Amanda Ripley is a NYT best selling author and investigative reporter for Atlantic, Politico, and Washington Post, among others. Her High Conflict: Why We Get Trapped and How We Get Out (Simon & Schuster, 2021) is a well-researched, impressive work with extensive case studies. All quotations in this post are from that book. Ripley talks of moral choice, lasting change, and transcending differences.
I originally wrote about Ripley’s book for one of my website posts. As I began writing my recent series of articles entitled Visits from Cosmic Travelers, I realized this topic was also related to high conflict, with strong feelings both for and against the existence of extraterrestrials.
“In healthy conflict, there is movement. Questions get asked. Curiosity exists. There can be yelling, too. But healthy conflict leads somewhere.
It feels more interesting to get to the other side than to stay in it.
In high conflict, the conflict is the destination. There’s nowhere else to go.”
The importance of belonging and being part of a group plays a significant role in high conflict.
- “We want to feel like we belong in our group, like we are understood. One way to instantly build that connection is at the expense of the other group…Those guys are the worst.”
- “Humans have certain fundamental emotional needs, including the need for a sense of belonging, for self-esteem, for control, and for a meaningful existence. These needs are nearly as important to our survival as food and water.”
Does the possibility of extraterrestrials force us to question our need for “control”? Would the ramifications of such an unknown or unproven possibility make life seem untenable? Accepting a reality that seems too far from our normal thinking can pose problems. What does it mean if other beings exist? How might that change our lives?
What if we could have healthy conversations about nonhuman beings existing and visiting earth?
“The challenge of our time is to…change without dehumanizing one another.
Not just because it’s morally right but because it works.
Lasting change, the kind that seeps into people’s hearts, has only ever come about through a combination of pressure and good conflict. Both matter.”
We assume we know why we hold the positions that we do, but what if we are also led by misguided information. Ripley poses a significant question for us to answer:
“We think we are acting on our own volition—
making judgments based on hard facts and deeply held values.
But are we?”
I previously wrote an article about The Age of Disclosure, a government cover-up of UFOs, which included well-documented studies. This documentary described groups, such as the military/industrial complex who provide inaccurate information in order to retain their control and power. This is just one example. We need to be sure we are reacting to facts rather than misinformation. The challenge for all of us is to listen and not just gravitate to any group that might agree with us and that wants to disparage another.
“High conflict is intolerant of difference. A culture that sorts the world into good and evil is by definition small and confining. It prevents people from working together.”
“Good conflict is not the same thing as forgiveness.
It has nothing to do with surrender.
It can be stressful and heated but our dignity remains intact.”
We often see ourselves as right and others who think differently as not only wrong, but potentially evil.
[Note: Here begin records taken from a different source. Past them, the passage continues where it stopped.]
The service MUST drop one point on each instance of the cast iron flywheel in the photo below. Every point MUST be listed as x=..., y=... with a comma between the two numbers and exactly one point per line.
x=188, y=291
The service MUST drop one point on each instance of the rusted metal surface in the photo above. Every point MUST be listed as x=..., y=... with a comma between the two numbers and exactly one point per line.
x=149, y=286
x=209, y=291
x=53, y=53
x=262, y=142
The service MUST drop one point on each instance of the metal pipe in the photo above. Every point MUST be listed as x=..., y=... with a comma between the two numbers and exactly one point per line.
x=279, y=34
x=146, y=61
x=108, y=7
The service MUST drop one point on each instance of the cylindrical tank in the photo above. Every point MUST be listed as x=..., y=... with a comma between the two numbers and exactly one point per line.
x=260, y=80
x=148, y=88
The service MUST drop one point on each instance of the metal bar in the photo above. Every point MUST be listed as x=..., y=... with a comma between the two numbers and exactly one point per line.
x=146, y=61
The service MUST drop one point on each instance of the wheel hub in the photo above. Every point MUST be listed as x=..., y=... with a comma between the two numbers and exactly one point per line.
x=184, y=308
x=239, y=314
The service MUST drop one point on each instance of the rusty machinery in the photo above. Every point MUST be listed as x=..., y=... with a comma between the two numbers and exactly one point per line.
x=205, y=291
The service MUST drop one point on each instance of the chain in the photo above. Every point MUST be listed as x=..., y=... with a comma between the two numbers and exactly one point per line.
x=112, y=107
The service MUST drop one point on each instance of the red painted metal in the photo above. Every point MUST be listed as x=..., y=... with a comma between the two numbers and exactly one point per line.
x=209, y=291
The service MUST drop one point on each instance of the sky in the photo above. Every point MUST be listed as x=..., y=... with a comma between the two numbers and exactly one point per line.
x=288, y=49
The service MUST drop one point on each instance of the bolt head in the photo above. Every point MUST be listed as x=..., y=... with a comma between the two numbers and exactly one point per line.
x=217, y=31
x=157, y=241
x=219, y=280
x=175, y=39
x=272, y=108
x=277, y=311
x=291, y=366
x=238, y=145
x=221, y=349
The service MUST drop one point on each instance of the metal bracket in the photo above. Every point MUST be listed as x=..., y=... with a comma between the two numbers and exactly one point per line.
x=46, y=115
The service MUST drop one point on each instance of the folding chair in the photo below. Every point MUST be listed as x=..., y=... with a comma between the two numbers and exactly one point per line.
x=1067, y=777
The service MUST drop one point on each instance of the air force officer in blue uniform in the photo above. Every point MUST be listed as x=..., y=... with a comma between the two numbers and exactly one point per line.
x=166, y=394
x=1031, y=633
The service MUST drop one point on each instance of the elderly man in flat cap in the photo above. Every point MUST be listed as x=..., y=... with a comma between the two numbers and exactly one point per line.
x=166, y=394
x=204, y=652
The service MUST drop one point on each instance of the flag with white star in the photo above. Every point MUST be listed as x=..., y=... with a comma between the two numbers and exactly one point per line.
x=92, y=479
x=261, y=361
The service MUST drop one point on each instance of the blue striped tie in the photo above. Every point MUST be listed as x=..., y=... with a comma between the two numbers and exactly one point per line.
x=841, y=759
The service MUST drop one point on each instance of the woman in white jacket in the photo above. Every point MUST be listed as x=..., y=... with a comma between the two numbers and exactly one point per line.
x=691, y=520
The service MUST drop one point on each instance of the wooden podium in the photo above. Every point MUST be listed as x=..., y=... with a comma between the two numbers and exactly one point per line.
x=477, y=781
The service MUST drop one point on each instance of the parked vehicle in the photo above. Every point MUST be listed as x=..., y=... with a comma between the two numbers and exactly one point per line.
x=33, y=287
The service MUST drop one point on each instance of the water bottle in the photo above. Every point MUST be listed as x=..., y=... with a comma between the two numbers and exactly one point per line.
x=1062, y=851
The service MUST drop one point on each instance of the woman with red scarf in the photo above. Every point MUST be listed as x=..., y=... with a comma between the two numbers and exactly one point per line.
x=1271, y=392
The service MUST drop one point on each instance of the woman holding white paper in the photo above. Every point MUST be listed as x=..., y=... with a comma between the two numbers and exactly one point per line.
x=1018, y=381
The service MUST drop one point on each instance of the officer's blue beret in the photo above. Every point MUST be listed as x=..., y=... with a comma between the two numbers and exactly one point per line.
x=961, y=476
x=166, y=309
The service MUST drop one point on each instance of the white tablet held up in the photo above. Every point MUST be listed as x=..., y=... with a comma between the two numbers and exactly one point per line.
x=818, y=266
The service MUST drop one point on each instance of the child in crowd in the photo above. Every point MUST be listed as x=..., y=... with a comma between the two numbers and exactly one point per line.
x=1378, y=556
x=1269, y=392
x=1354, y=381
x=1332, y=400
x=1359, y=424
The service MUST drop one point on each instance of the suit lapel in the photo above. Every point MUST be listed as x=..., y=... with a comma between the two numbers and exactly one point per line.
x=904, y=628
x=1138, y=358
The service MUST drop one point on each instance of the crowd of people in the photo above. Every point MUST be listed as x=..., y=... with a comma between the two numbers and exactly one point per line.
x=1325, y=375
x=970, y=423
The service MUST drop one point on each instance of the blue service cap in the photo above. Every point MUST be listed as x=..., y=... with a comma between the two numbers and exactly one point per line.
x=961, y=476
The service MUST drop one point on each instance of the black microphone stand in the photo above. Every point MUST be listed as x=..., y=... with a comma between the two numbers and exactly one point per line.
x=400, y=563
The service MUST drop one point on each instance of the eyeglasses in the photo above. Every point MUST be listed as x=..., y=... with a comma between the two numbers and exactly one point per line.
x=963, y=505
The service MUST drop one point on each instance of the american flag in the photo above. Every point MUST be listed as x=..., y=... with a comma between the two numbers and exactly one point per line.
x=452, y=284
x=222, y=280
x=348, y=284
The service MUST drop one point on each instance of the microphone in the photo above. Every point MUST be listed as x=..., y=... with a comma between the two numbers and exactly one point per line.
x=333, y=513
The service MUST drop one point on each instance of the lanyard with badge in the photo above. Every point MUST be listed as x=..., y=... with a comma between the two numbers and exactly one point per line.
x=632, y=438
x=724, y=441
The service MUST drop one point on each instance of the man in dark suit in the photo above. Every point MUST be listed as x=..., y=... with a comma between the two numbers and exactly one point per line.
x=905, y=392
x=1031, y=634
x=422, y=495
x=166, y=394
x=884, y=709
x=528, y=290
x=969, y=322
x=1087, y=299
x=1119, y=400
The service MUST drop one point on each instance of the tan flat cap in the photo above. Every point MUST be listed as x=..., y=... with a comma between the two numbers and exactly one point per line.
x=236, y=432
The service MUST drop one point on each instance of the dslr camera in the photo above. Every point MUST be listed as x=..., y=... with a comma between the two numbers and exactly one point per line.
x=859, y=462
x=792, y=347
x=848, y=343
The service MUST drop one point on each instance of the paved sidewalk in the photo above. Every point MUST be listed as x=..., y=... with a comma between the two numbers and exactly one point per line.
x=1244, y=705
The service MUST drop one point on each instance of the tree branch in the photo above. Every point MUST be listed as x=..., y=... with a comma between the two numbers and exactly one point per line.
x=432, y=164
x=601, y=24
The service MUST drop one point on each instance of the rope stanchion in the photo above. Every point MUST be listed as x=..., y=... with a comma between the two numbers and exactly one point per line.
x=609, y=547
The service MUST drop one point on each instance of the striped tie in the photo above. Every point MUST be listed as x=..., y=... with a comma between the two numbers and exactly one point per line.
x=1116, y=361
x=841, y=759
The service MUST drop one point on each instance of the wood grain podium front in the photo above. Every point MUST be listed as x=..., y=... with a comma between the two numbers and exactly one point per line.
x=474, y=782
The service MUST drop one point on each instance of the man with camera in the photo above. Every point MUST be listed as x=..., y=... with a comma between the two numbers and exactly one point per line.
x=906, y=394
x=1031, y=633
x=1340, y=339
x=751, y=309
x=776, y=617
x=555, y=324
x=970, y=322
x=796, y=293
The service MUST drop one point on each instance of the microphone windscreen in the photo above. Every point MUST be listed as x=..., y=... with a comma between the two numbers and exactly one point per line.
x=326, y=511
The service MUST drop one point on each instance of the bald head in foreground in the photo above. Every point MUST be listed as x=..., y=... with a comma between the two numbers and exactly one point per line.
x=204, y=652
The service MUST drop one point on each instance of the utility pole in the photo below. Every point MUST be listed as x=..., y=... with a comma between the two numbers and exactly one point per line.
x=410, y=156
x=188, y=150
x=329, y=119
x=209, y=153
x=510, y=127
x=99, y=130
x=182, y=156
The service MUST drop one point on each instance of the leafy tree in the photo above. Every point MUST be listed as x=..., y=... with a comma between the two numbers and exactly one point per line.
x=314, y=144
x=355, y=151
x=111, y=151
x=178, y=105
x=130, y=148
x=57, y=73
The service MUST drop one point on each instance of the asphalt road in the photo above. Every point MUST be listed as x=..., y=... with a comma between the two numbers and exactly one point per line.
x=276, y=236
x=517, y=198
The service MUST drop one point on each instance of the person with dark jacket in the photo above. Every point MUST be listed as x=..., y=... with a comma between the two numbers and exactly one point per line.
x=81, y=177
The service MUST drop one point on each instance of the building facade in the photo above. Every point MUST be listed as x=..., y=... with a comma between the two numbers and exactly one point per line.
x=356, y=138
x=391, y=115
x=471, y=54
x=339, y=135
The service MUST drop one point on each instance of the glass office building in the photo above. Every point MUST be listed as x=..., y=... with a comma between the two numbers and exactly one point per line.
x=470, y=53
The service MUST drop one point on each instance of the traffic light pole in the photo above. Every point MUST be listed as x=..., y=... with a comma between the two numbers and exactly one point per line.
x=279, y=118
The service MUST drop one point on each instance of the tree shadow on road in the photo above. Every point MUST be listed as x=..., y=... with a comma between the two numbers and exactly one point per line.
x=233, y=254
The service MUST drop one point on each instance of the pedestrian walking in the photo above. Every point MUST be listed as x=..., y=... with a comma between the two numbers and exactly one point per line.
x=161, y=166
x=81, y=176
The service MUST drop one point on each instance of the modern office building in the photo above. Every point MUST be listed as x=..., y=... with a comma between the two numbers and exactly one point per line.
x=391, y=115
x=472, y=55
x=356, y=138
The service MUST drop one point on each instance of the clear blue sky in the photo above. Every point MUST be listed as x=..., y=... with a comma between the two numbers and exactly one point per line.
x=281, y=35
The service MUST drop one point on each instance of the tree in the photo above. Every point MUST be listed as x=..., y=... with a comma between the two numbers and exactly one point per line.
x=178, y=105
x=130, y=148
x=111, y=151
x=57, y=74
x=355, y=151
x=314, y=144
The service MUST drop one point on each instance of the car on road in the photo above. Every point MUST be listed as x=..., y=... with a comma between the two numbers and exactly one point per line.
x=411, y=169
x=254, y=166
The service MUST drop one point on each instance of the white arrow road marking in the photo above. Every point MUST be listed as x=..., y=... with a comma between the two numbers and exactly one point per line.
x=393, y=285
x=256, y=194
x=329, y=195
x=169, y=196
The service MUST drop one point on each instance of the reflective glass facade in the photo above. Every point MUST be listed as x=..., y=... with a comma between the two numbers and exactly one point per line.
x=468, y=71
It is time to change that belief.
“High conflict is what happens when conflict clarifies into
a good versus evil kind of feud, the kind with an us and a them.”
Let us not allow any discussion of extraterrestrials to dissolve into a high conflict situation. Everyone has the right to his or her opinion. We must allow that freedom to all. I believe in nonphysical, cosmic beings. I accept that others may not. I hope all remain open to the possibility of their existence, just as I must remain open to the idea that I may be misinterpreting the evidence.